In 2019/2020 season tobacco earns the country USD782 Million in sales for Zimbabwe which remains the leading producer of the crop.

The auction floors open on a high note with the highest price of USD4.30 and the lowest USD 4.30 Tobacco Farmers Union of Zimbabwe President Believe Tevera confirmed

“The highest bid was US$4.30 and the lowest bid was US$2 “, he said

Tobacco farmers flocked the auction floor as of Wednesday 7 April 2021 to mark the start of selling season, anticipating to yield better profits this year’s tobacco selling season.

“We are happy, we are happy for this season, there has been an improvement in prices, ToFUZ president Believe Tevera added.

As one of the biggest employers in the country, the tobacco industry is hard hit by unemployment, despite its agricultural and mining resources.

Tobacco is a major source of foreign exchange for this southern African nation with sales reaching $782 million in 2020.

The government of Zimbabwe has announced the 60% foreign currency retention for the Tobacco farmers for 2021 tobacco selling season.

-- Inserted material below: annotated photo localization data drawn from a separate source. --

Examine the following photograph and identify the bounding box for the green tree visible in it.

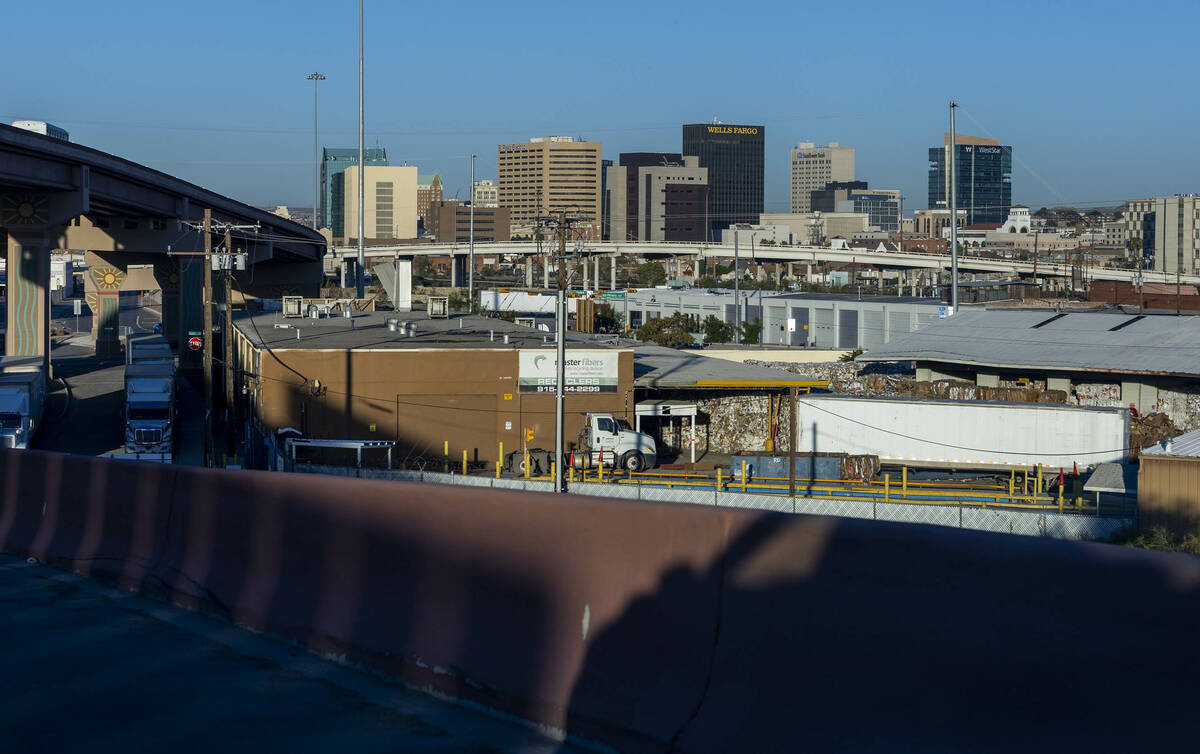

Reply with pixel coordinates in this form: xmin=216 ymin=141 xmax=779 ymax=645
xmin=636 ymin=313 xmax=695 ymax=348
xmin=695 ymin=275 xmax=719 ymax=289
xmin=739 ymin=317 xmax=763 ymax=345
xmin=701 ymin=315 xmax=734 ymax=344
xmin=635 ymin=261 xmax=667 ymax=287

The reserve banks last month has announced that farmers will retain 60 % of their earnings in foreign currency this year, while the remainder will be liquidated at the prevailing exchange rate.

Last year farmers earn 50% foreign currency retention which was did not went well with farmers as most of them failed to recapitalise due to increased price of inputs used tobacco production.

Despite all the efforts by government to stabilise the exchange rate through the auction exchange rate   farmers are being ripped of the value of their money, especially when they liquidate their hard-earned foreign currency at the official exchange rate of 1:83. Input suppliers, on the other hand use the black-market rate of 1:140, leaving farmers disadvantaged.

From the current auction exchange rate farmers will loose of about 30% of their value, through the black-market rate whenever they make their purchases. That money is huge, in terms of the opportunity cost on the farmer.

Given the cost structure of the farmers, it is therefore strongly recommended from farmers union and lobby groups that the government should reconsider its position and increase the foreign currency retention of the tobacco farmers.

Most if not all service providers now require hard currency and therefore the great need for hard currency to the farmers.

Tobacco is a major source of foreign currency in Zimbabwe.